[SPARK-19796][CORE] Fix serialization of long property values in TaskDescription

## What changes were proposed in this pull request? The properties that are serialized with a TaskDescription can have very long values (eg. "spark.job.description" which is set to the full sql statement with the thrift-server). DataOutputStream.writeUTF() does not work well for long strings, so this changes the way those values are serialized to handle longer strings. ## How was this patch tested? Updated existing unit test to reproduce the issue. All unit tests via jenkins. Author: Imran Rashid <irashid@cloudera.com> Closes #17140 from squito/SPARK-19796.

[SPARK-19796][CORE] Fix serialization of long property values in TaskDescription
12bf8324 · Imran Rashid · 096df6d9 · 12bf8324 · 12bf8324
Commit 12bf8324 authored 8 years ago by Imran Rashid
--- a/core/src/main/scala/org/apache/spark/scheduler/TaskDescription.scala
+++ b/core/src/main/scala/org/apache/spark/scheduler/TaskDescription.scala
@@ -19,6 +19,7 @@ package org.apache.spark.scheduler

 import java.io.{DataInputStream, DataOutputStream}
 import java.nio.ByteBuffer
+import java.nio.charset.StandardCharsets
 import java.util.Properties

 import scala.collection.JavaConverters._
@@ -86,7 +87,10 @@ private[spark] object TaskDescription {
    dataOut.writeInt(taskDescription.properties.size())
    taskDescription.properties.asScala.foreach { case (key, value) =>
      dataOut.writeUTF(key)
-      dataOut.writeUTF(value)
+      // SPARK-19796 -- writeUTF doesn't work for long strings, which can happen for property values
+      val bytes = value.getBytes(StandardCharsets.UTF_8)
+      dataOut.writeInt(bytes.length)
+      dataOut.write(bytes)
    }

    // Write the task. The task is already serialized, so write it directly to the byte buffer.
@@ -124,7 +128,11 @@ private[spark] object TaskDescription {
    val properties = new Properties()
    val numProperties = dataIn.readInt()
    for (i <- 0 until numProperties) {
-      properties.setProperty(dataIn.readUTF(), dataIn.readUTF())
+      val key = dataIn.readUTF()
+      val valueLength = dataIn.readInt()
+      val valueBytes = new Array[Byte](valueLength)
+      dataIn.readFully(valueBytes)
+      properties.setProperty(key, new String(valueBytes, StandardCharsets.UTF_8))
    }

    // Create a sub-buffer for the serialized task into its own buffer (to be deserialized later).
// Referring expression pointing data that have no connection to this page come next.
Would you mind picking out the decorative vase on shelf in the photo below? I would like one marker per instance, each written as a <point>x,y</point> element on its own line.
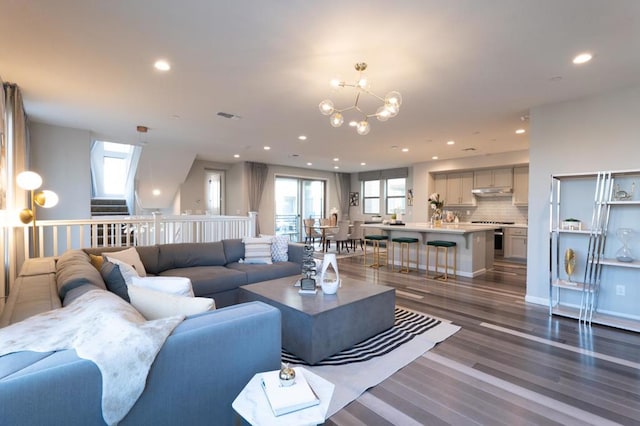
<point>329,275</point>
<point>624,254</point>
<point>436,218</point>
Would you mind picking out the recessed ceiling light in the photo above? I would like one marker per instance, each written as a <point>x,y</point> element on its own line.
<point>582,58</point>
<point>162,65</point>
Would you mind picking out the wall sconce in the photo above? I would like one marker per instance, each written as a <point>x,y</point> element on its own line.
<point>30,181</point>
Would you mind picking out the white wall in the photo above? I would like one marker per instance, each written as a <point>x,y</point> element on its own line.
<point>585,135</point>
<point>61,156</point>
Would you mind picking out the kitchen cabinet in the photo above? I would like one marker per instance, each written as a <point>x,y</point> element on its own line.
<point>520,186</point>
<point>588,281</point>
<point>493,178</point>
<point>459,186</point>
<point>515,243</point>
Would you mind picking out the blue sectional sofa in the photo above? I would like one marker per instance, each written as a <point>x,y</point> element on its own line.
<point>201,368</point>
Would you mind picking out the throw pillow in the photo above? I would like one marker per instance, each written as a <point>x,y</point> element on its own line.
<point>257,250</point>
<point>114,280</point>
<point>154,304</point>
<point>127,271</point>
<point>129,256</point>
<point>180,286</point>
<point>96,261</point>
<point>279,247</point>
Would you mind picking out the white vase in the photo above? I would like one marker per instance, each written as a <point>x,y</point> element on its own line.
<point>327,282</point>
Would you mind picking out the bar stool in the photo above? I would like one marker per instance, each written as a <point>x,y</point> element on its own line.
<point>404,245</point>
<point>377,252</point>
<point>445,245</point>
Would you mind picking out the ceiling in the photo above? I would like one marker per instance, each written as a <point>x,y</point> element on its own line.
<point>468,70</point>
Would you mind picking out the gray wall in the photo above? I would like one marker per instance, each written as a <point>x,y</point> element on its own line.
<point>61,156</point>
<point>585,135</point>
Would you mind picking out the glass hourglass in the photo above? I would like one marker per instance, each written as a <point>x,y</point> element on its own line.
<point>625,235</point>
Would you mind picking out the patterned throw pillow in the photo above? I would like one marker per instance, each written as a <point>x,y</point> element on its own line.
<point>280,248</point>
<point>257,250</point>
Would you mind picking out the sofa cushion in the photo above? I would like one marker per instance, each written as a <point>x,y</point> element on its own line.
<point>114,280</point>
<point>74,269</point>
<point>129,256</point>
<point>233,249</point>
<point>153,304</point>
<point>256,272</point>
<point>180,286</point>
<point>186,255</point>
<point>257,250</point>
<point>207,280</point>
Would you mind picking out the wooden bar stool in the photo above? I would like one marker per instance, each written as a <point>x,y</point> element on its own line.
<point>377,252</point>
<point>404,243</point>
<point>445,245</point>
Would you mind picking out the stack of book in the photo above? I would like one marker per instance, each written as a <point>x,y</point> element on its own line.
<point>286,399</point>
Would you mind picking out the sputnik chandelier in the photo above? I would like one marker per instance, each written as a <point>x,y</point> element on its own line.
<point>390,109</point>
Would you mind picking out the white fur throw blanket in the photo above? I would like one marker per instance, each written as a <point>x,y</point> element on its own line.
<point>102,328</point>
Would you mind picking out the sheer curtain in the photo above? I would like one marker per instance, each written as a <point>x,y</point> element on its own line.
<point>343,186</point>
<point>257,177</point>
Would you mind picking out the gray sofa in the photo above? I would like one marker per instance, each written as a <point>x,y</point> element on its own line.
<point>201,368</point>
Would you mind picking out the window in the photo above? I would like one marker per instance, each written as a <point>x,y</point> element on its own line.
<point>393,192</point>
<point>395,195</point>
<point>371,197</point>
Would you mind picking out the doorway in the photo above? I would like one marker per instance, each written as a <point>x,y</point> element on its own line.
<point>297,198</point>
<point>214,194</point>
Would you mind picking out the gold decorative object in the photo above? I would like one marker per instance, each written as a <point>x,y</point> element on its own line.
<point>569,263</point>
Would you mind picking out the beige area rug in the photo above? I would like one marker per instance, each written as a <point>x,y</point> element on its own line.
<point>352,379</point>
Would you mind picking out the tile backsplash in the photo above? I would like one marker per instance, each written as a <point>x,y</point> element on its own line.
<point>500,209</point>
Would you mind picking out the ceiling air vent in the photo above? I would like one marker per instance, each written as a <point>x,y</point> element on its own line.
<point>229,116</point>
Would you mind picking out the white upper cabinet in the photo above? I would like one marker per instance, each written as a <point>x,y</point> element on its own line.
<point>493,178</point>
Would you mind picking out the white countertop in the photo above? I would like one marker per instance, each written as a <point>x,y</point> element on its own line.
<point>446,228</point>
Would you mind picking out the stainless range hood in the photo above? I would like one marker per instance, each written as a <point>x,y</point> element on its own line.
<point>492,192</point>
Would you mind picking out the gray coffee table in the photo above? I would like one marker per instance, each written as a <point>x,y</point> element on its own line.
<point>317,326</point>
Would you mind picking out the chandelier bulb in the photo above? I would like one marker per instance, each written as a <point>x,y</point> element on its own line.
<point>337,119</point>
<point>326,107</point>
<point>363,127</point>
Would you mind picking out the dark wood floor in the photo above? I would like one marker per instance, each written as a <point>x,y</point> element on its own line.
<point>510,364</point>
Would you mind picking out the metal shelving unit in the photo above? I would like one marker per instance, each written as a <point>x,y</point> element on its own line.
<point>563,293</point>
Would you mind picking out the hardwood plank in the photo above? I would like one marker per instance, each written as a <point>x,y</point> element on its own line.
<point>511,363</point>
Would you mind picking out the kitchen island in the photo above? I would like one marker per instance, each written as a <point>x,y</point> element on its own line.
<point>474,242</point>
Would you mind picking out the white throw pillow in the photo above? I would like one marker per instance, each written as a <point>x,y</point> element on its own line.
<point>180,286</point>
<point>129,256</point>
<point>154,304</point>
<point>127,271</point>
<point>257,250</point>
<point>279,247</point>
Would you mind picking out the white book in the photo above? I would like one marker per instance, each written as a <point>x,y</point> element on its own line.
<point>286,399</point>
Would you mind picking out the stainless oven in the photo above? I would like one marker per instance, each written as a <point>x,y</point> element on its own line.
<point>498,235</point>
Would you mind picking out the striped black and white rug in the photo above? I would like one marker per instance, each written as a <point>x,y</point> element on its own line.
<point>407,326</point>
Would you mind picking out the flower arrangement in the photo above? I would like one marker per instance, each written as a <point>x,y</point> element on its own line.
<point>435,201</point>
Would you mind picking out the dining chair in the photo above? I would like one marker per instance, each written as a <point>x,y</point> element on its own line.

--- a/core/src/test/scala/org/apache/spark/scheduler/TaskDescriptionSuite.scala
+++ b/core/src/test/scala/org/apache/spark/scheduler/TaskDescriptionSuite.scala
@@ -17,6 +17,7 @@

 package org.apache.spark.scheduler

+import java.io.{ByteArrayOutputStream, DataOutputStream, UTFDataFormatException}
 import java.nio.ByteBuffer
 import java.util.Properties

@@ -36,6 +37,21 @@ class TaskDescriptionSuite extends SparkFunSuite {
    val originalProperties = new Properties()
    originalProperties.put("property1", "18")
    originalProperties.put("property2", "test value")
+    // SPARK-19796 -- large property values (like a large job description for a long sql query)
+    // can cause problems for DataOutputStream, make sure we handle correctly
+    val sb = new StringBuilder()
+    (0 to 10000).foreach(_ => sb.append("1234567890"))
+    val largeString = sb.toString()
+    originalProperties.put("property3", largeString)
+    // make sure we've got a good test case
+    intercept[UTFDataFormatException] {
+      val out = new DataOutputStream(new ByteArrayOutputStream())
+      try {
+        out.writeUTF(largeString)
+      } finally {
+        out.close()
+      }
+    }

    // Create a dummy byte buffer for the task.
    val taskBuffer = ByteBuffer.wrap(Array[Byte](1, 2, 3, 4))